In my previous blog posts, I analyzed the position and velocity error of the harmonic oscillator simulated with the Leapfrog integrator. I proved that the Leapfrog integrator is a second-order method. Using a simulation, I validated that the error of the positions and velocities between the numerically-integrated and analytical models grows linearly with the trajectory length and quadratically with the timestep.

What about the error of the total energy between the numerically-integrated and analytical models? The total energy $E(t)$ is calculated from the positions \(x(t)\) and velocities \(v(t)\) by

\[E(t) = \frac{1}{2}m v^2(t) + \frac{1}{2} m \omega x^2(t)\]

As the errors in the positions and velocities grow linearly with time, we can write the numerical positions and velocities as pertubations of the true positions and velocities:

\[\tilde{x}(t) = x(t) + \mathcal{O}(t) \\ \tilde{v}(t) = v(t) + \mathcal{O}(t)\]

We can then substitute the perturbed positions and velocities into \(E(t)\) to get \(\tilde{E}(t)\) and solve:

\[\tilde{E}(t) = \frac{1}{2}m \tilde{v}(t)^2 + \frac{1}{2} m \omega \tilde{x}(t)^2 \\ \tilde{E}(t) = \frac{1}{2}m (v(t) + \mathcal{O}(t))^2 + \frac{1}{2} m \omega (x(t) + \mathcal{O}(t))^2 \\ \tilde{E}(t) = \frac{1}{2}m (v(t)^2 + \mathcal{O}(v(t)t) + \mathcal{O}(t^2)) + \frac{1}{2} m \omega (x(t)^2 + \mathcal{O}(x(t)t) + \mathcal{O}(t^2)) \\ \tilde{E}(t) = \frac{1}{2}m v^2(t) + \frac{1}{2} m \omega x^2(t) + \mathcal{O}(v(t)t) + \mathcal{O}(t^2) + \mathcal{O}(x(t)t) + \mathcal{O}(t^2) \\ \tilde{E}(t) = \frac{1}{2}m v^2(t) + \frac{1}{2} m \omega x^2(t) + \mathcal{O}(t^2)\]

For the harmonic oscillator, the positions and velocities are bounded by constants. Thus, we end up with linear and quadratic error terms depending on \(t\). Since the quadratic error term to be the largest term in the large \(t\) limit, we can expect the error in the energies be bounded by quadratic growth with respect to the length of the trajectories.

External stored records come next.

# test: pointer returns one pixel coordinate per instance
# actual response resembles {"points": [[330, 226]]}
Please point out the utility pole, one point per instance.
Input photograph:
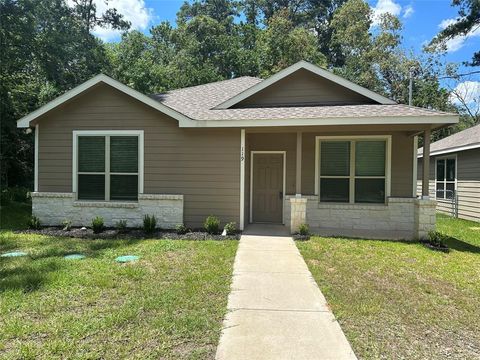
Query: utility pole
{"points": [[410, 85]]}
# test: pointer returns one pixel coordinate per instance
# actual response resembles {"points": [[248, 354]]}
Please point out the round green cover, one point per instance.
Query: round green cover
{"points": [[74, 257], [126, 258]]}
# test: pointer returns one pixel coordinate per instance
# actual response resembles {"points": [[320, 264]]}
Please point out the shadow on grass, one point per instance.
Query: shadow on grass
{"points": [[27, 277], [463, 246]]}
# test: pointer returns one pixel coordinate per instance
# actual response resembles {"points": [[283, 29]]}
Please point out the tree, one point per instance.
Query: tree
{"points": [[282, 44], [468, 21], [45, 51]]}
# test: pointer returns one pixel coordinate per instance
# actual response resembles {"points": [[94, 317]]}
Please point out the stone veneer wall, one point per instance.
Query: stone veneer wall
{"points": [[54, 208], [400, 218]]}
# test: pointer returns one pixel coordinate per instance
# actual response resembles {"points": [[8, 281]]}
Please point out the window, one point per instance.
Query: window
{"points": [[353, 171], [108, 165], [445, 184]]}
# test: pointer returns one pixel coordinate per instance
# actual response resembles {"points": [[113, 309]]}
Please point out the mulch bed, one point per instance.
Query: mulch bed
{"points": [[129, 234]]}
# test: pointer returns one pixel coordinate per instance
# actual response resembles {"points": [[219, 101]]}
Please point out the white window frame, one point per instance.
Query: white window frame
{"points": [[352, 176], [107, 134], [445, 181]]}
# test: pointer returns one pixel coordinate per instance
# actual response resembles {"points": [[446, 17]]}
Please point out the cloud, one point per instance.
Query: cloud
{"points": [[408, 11], [134, 11], [469, 91], [385, 6], [457, 42]]}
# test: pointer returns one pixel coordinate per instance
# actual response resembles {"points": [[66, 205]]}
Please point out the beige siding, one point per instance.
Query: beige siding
{"points": [[303, 88], [402, 158], [468, 184], [201, 164]]}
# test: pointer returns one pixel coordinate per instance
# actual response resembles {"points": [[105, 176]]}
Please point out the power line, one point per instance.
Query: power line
{"points": [[459, 75]]}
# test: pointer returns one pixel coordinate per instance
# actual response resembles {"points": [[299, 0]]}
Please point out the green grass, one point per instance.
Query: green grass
{"points": [[397, 300], [170, 304]]}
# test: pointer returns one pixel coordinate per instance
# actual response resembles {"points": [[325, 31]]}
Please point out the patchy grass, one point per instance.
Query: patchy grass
{"points": [[397, 300], [169, 304], [15, 216]]}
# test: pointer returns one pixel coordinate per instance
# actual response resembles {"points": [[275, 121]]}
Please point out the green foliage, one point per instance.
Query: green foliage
{"points": [[231, 228], [121, 226], [212, 225], [34, 223], [181, 229], [67, 225], [437, 239], [304, 229], [149, 223], [97, 224]]}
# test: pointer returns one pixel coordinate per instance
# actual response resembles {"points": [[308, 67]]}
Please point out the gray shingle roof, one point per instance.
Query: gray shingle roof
{"points": [[467, 137], [198, 103]]}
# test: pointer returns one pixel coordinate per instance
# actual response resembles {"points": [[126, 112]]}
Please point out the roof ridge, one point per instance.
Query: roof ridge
{"points": [[209, 83]]}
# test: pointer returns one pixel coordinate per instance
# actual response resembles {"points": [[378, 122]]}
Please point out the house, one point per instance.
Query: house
{"points": [[454, 177], [303, 146]]}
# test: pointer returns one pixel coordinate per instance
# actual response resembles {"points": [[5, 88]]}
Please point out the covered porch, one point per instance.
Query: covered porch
{"points": [[355, 180]]}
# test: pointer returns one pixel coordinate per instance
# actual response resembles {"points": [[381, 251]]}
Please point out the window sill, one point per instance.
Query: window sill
{"points": [[106, 204], [343, 206]]}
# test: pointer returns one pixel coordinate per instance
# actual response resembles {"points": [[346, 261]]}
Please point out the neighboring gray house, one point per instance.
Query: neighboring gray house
{"points": [[303, 146], [455, 173]]}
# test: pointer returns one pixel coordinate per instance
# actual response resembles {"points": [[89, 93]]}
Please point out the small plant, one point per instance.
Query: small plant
{"points": [[67, 225], [181, 229], [97, 224], [212, 225], [149, 223], [231, 228], [303, 229], [121, 226], [437, 240], [34, 223]]}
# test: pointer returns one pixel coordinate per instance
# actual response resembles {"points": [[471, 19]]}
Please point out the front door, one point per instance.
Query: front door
{"points": [[267, 192]]}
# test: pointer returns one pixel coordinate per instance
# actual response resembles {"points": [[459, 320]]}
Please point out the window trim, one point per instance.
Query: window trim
{"points": [[388, 163], [107, 133], [445, 157]]}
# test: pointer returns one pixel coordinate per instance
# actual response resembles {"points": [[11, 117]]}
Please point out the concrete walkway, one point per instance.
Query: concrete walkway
{"points": [[276, 310]]}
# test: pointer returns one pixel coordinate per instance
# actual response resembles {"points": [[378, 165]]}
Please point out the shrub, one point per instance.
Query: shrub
{"points": [[121, 225], [149, 223], [231, 228], [437, 239], [303, 229], [34, 223], [67, 224], [181, 229], [97, 224], [212, 225]]}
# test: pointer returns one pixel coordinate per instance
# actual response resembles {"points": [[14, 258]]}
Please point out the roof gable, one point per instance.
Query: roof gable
{"points": [[295, 86], [25, 121]]}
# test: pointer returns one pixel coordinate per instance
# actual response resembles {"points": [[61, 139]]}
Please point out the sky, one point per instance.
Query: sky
{"points": [[422, 19]]}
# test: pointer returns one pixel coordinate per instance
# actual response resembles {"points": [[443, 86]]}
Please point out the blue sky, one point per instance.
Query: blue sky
{"points": [[422, 19]]}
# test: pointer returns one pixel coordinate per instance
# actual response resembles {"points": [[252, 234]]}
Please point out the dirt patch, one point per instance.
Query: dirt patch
{"points": [[129, 234]]}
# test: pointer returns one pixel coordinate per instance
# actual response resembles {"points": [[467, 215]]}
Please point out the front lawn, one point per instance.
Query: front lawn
{"points": [[399, 300], [169, 304]]}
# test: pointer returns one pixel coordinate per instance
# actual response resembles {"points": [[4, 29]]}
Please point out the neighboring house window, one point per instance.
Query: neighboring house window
{"points": [[108, 165], [445, 178], [353, 171]]}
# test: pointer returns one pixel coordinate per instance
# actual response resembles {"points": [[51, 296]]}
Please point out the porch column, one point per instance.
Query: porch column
{"points": [[426, 164], [298, 181], [242, 179]]}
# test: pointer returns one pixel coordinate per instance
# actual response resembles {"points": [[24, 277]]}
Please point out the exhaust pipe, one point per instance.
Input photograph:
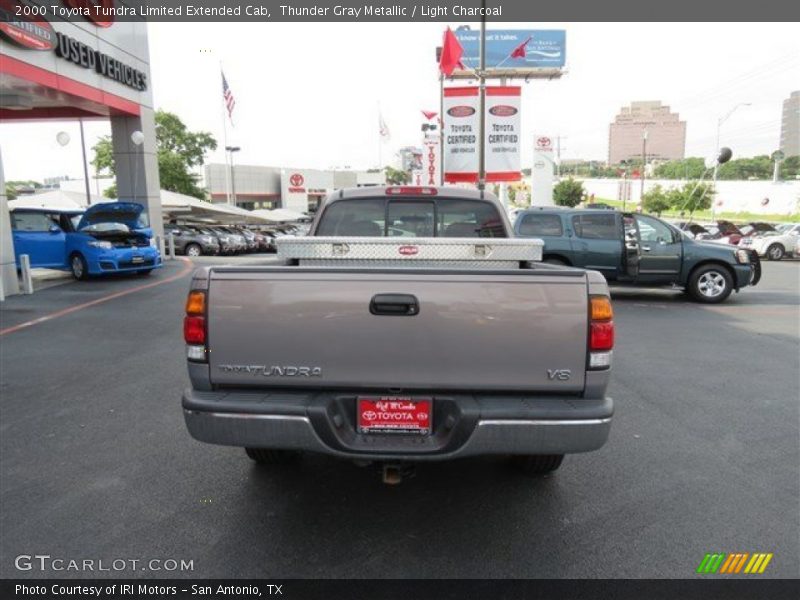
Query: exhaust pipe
{"points": [[392, 474]]}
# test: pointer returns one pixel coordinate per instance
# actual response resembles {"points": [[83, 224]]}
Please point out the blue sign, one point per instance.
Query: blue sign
{"points": [[547, 48]]}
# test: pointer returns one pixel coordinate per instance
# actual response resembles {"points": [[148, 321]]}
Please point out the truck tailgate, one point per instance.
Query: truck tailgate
{"points": [[314, 328]]}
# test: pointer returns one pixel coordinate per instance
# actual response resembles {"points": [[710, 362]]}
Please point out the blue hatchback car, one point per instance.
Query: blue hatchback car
{"points": [[109, 237]]}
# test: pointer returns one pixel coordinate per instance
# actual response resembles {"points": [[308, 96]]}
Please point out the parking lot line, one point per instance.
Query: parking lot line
{"points": [[187, 267]]}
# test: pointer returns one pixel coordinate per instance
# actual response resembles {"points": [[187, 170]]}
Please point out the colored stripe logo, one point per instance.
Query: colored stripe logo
{"points": [[734, 563]]}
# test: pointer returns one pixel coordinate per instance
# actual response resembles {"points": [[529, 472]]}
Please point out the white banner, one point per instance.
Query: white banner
{"points": [[431, 159], [542, 172], [461, 125], [502, 135]]}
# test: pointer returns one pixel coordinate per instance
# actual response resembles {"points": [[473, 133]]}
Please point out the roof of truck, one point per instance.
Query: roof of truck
{"points": [[440, 192]]}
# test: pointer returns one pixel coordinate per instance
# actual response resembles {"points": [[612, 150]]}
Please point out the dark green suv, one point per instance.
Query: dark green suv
{"points": [[635, 249]]}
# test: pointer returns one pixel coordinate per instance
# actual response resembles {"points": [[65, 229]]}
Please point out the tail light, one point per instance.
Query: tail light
{"points": [[194, 326], [601, 332]]}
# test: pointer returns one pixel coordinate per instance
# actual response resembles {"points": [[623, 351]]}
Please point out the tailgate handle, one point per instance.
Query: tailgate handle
{"points": [[398, 305]]}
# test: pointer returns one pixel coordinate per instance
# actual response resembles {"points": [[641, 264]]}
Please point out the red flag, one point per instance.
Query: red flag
{"points": [[519, 51], [451, 54]]}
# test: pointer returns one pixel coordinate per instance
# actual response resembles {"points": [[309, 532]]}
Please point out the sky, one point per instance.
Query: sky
{"points": [[308, 95]]}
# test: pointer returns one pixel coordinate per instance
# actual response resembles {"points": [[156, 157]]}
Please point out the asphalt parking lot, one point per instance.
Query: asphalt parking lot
{"points": [[95, 461]]}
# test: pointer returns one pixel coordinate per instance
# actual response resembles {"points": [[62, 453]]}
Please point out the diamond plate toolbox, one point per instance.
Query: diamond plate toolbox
{"points": [[422, 252]]}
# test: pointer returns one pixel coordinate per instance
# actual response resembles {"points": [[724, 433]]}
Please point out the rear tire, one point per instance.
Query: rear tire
{"points": [[78, 266], [538, 464], [710, 284], [775, 252], [270, 456]]}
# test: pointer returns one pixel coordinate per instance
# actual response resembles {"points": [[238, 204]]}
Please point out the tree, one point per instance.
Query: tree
{"points": [[657, 200], [179, 151], [397, 176], [692, 197], [568, 192]]}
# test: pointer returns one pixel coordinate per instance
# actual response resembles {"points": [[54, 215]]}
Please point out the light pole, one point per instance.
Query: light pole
{"points": [[644, 165], [720, 121], [231, 150]]}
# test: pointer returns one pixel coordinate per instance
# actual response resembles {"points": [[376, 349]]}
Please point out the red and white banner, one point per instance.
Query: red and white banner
{"points": [[461, 126], [431, 163], [502, 134]]}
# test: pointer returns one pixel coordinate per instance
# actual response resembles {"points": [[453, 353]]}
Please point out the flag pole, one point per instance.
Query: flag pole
{"points": [[225, 142], [482, 109]]}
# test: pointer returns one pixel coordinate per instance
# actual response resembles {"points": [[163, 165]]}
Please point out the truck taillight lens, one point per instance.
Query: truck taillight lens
{"points": [[196, 303], [194, 330], [602, 336], [194, 326], [601, 332]]}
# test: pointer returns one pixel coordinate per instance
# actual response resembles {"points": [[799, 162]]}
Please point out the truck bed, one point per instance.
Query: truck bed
{"points": [[317, 328]]}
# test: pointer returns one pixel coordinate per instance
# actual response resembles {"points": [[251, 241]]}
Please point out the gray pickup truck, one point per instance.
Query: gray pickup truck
{"points": [[409, 326]]}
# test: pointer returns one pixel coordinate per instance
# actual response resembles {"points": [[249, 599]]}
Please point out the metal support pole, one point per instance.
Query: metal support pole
{"points": [[644, 165], [482, 108], [27, 278], [85, 166]]}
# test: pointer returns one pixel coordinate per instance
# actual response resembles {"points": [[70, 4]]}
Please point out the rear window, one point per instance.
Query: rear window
{"points": [[536, 224], [410, 218], [596, 227]]}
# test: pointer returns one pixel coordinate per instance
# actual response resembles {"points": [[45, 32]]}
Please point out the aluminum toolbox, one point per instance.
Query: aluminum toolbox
{"points": [[465, 253]]}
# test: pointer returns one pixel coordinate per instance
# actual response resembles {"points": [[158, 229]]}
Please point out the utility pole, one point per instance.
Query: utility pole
{"points": [[644, 165]]}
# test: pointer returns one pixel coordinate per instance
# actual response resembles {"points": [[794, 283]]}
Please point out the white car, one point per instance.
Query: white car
{"points": [[773, 244]]}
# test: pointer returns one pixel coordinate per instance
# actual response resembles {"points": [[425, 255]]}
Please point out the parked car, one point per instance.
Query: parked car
{"points": [[793, 228], [723, 232], [233, 242], [772, 244], [191, 242], [398, 378], [110, 237], [757, 228], [636, 249]]}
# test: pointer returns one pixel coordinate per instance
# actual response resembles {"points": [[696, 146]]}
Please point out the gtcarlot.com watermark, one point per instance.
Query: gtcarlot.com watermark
{"points": [[48, 563]]}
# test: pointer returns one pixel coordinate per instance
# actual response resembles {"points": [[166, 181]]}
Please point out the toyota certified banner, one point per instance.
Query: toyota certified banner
{"points": [[461, 134], [461, 127], [502, 133]]}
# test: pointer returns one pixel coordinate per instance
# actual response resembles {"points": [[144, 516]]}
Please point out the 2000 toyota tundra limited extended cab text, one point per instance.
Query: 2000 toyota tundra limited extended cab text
{"points": [[408, 326]]}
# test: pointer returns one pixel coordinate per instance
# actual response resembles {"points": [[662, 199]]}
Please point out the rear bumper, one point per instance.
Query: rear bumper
{"points": [[463, 425]]}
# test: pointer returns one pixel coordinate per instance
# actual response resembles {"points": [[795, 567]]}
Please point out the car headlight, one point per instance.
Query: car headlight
{"points": [[101, 244]]}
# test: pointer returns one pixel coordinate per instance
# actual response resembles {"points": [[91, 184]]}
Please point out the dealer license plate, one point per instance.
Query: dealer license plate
{"points": [[392, 414]]}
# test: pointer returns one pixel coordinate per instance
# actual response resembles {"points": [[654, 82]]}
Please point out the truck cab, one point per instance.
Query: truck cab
{"points": [[637, 249]]}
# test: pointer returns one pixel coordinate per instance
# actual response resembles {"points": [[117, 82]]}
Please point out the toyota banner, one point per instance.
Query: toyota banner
{"points": [[502, 134]]}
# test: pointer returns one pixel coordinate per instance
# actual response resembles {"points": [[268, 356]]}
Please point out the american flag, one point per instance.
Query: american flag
{"points": [[227, 95]]}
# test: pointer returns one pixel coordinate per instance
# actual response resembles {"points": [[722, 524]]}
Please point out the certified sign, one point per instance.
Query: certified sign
{"points": [[31, 32]]}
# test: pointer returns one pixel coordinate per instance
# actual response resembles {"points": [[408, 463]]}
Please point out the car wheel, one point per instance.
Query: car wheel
{"points": [[270, 456], [538, 464], [78, 266], [775, 252], [710, 284]]}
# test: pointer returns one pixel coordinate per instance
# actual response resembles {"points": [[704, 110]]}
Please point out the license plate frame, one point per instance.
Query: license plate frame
{"points": [[394, 415]]}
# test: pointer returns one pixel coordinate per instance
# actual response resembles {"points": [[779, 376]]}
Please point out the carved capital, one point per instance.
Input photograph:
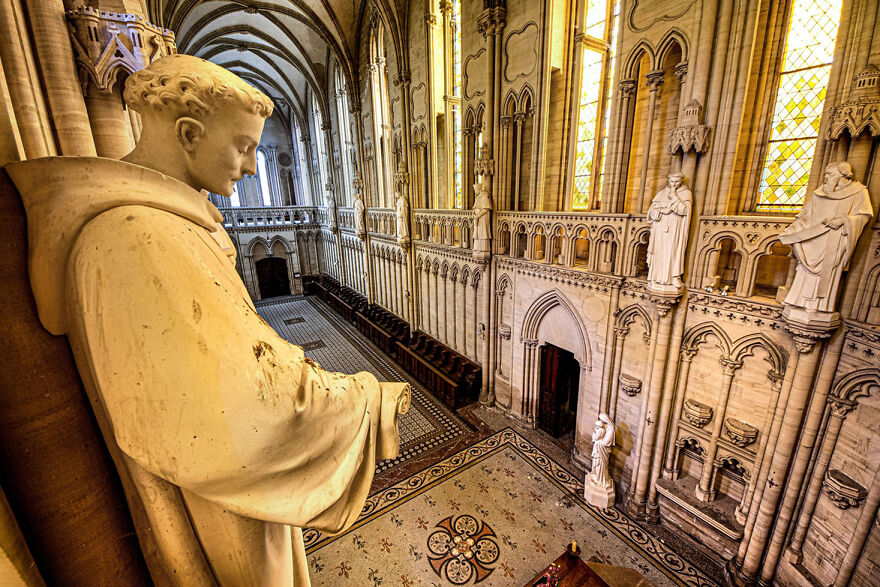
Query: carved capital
{"points": [[681, 71], [686, 138], [654, 79], [730, 367], [627, 88], [403, 78], [840, 407]]}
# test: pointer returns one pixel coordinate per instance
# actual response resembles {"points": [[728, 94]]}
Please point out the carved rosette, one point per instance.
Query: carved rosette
{"points": [[843, 490], [740, 433], [697, 413], [629, 385], [107, 44]]}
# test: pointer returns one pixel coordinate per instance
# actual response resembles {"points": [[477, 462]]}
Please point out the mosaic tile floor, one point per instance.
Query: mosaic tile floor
{"points": [[337, 346], [495, 513]]}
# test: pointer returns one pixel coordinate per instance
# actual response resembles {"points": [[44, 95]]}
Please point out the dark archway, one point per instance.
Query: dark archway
{"points": [[560, 374], [272, 277]]}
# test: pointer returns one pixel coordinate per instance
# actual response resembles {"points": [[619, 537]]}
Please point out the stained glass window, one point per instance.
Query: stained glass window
{"points": [[263, 178], [595, 99], [809, 50]]}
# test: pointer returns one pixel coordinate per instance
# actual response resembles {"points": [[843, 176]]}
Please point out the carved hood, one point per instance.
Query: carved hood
{"points": [[63, 194]]}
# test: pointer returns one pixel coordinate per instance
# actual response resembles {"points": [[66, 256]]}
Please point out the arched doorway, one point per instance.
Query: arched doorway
{"points": [[559, 385], [272, 277]]}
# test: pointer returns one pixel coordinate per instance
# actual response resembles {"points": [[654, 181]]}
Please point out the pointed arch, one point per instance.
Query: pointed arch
{"points": [[541, 307], [699, 334]]}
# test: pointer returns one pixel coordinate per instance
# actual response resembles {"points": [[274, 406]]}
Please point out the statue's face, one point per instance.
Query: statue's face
{"points": [[227, 151]]}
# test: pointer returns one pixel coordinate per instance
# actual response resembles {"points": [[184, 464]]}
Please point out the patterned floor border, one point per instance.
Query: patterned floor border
{"points": [[676, 567]]}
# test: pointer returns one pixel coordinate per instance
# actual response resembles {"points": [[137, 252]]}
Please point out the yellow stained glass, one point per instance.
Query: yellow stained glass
{"points": [[597, 73], [797, 115]]}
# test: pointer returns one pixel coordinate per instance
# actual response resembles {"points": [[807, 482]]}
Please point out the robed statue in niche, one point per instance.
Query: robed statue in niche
{"points": [[669, 216], [228, 440], [824, 236]]}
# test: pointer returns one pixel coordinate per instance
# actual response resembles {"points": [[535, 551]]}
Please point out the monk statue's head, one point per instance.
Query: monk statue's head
{"points": [[837, 176], [201, 123]]}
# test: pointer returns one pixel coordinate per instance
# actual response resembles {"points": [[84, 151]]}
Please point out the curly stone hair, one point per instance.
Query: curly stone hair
{"points": [[190, 86]]}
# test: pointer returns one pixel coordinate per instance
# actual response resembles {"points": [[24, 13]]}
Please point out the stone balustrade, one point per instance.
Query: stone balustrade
{"points": [[268, 216]]}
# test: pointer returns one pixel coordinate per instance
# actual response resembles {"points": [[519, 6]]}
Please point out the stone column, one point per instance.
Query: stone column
{"points": [[443, 308], [653, 80], [745, 504], [805, 337], [620, 333], [56, 62], [704, 490], [839, 408], [670, 471], [531, 371], [617, 187], [24, 85], [654, 394], [453, 340]]}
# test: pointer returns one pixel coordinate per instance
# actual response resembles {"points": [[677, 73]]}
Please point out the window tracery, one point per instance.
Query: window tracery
{"points": [[800, 96], [598, 39]]}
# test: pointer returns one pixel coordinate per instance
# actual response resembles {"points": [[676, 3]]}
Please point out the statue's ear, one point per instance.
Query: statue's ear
{"points": [[189, 132]]}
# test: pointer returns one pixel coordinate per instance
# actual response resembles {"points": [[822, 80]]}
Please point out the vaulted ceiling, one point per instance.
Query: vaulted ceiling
{"points": [[283, 47]]}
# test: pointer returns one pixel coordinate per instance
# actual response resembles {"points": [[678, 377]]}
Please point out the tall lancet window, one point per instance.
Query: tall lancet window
{"points": [[263, 178], [346, 146], [324, 176], [457, 156], [598, 40], [806, 66]]}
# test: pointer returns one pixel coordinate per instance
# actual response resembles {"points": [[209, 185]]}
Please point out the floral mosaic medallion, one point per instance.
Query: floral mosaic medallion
{"points": [[495, 513], [461, 549]]}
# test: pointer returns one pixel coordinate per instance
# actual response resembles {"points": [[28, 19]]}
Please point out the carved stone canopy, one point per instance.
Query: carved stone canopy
{"points": [[861, 111], [697, 413], [740, 433], [629, 385], [843, 490]]}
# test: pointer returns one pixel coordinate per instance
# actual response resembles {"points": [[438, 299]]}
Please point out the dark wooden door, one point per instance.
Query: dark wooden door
{"points": [[557, 402], [272, 277]]}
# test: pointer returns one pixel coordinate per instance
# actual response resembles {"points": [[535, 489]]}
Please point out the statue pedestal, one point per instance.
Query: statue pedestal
{"points": [[598, 496], [665, 289], [811, 318]]}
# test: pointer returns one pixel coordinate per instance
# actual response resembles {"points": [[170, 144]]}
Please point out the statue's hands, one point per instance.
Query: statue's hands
{"points": [[833, 223]]}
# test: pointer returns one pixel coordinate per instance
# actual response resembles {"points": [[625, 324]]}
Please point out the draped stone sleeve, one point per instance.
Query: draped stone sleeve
{"points": [[200, 391]]}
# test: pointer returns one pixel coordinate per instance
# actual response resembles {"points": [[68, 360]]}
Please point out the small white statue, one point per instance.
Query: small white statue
{"points": [[824, 236], [482, 220], [402, 206], [669, 216], [599, 487], [360, 222]]}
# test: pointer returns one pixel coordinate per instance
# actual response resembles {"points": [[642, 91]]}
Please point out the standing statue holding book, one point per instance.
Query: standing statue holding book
{"points": [[227, 439]]}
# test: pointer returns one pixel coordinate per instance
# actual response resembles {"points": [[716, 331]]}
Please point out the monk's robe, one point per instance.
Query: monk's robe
{"points": [[228, 440]]}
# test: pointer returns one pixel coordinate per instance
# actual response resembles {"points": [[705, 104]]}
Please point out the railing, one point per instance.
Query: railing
{"points": [[268, 216], [382, 221], [446, 227]]}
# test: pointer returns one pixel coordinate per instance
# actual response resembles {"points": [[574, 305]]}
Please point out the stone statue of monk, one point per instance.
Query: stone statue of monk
{"points": [[227, 439], [669, 216], [824, 236]]}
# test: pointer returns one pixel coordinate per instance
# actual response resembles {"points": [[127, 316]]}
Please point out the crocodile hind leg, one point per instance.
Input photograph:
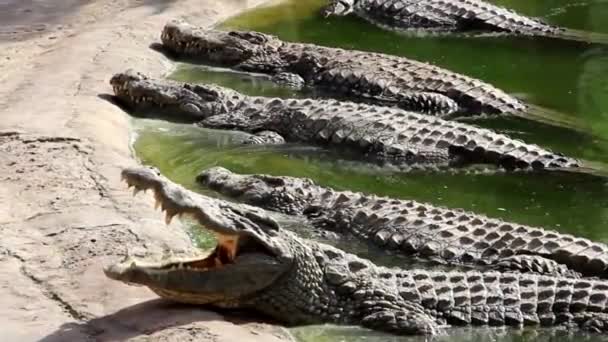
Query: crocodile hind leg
{"points": [[534, 264], [289, 80], [406, 319], [592, 322], [427, 103], [265, 138]]}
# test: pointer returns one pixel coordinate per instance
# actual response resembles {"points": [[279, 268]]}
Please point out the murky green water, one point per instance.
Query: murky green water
{"points": [[568, 77]]}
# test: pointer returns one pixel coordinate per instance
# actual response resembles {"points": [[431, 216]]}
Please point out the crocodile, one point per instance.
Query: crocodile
{"points": [[355, 75], [443, 16], [382, 134], [405, 226], [260, 266]]}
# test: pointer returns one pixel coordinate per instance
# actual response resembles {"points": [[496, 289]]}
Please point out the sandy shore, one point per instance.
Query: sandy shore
{"points": [[64, 212]]}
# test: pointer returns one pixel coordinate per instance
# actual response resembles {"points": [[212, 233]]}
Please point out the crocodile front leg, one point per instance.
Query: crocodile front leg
{"points": [[265, 138], [289, 80]]}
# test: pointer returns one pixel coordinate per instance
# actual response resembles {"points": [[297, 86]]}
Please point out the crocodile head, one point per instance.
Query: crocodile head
{"points": [[183, 101], [225, 48], [339, 7], [285, 194], [249, 257]]}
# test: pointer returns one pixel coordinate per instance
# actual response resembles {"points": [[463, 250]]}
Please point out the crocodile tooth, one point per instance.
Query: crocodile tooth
{"points": [[168, 218]]}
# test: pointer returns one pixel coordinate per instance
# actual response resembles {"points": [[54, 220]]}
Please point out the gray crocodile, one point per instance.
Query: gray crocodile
{"points": [[382, 134], [409, 227], [357, 75], [443, 16], [258, 265]]}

Let’s do a simulation to validate our result. I simulated the harmonic oscillator using the Leapfrog integrator with a timestep of 0.01 s to generate trajectories ranging from 1 s to 1000 s. I sampled the total energy at each time step and plotted the average and standard deviations of the energies (black) for each trajectory length. I also included the analytical energy (magenta) as a reference.

Total Energy

But wait! The energy doesn’t grow over time! In fact, the error in the energy doesn’t seem to change in time once the trajectories are long enough. What’s going on?

Our analysis above provided an upper-bound on the energy error over time – the error in the energy could always be less. Specifically, we didn’t take into account the stricter property of symplectiness.

In my last blog post, I proved that the Leapfrog integrator is symplectic. Ge and Mardsen proved that if a symplectic integrator exactly conserves the total energy (Hamiltonian) of a system, then it is computing the exact trajectory for that system. They go on to suggest that for symplectic integrators, the error in the energy is a good proxy for evaluating the error in the trajectory.

Specifically, symplectic integrators seem to bound the error in the energy so that it doesn’t grow over time. Physicists would say that the error is secular. This is a useful property when studying physical systems.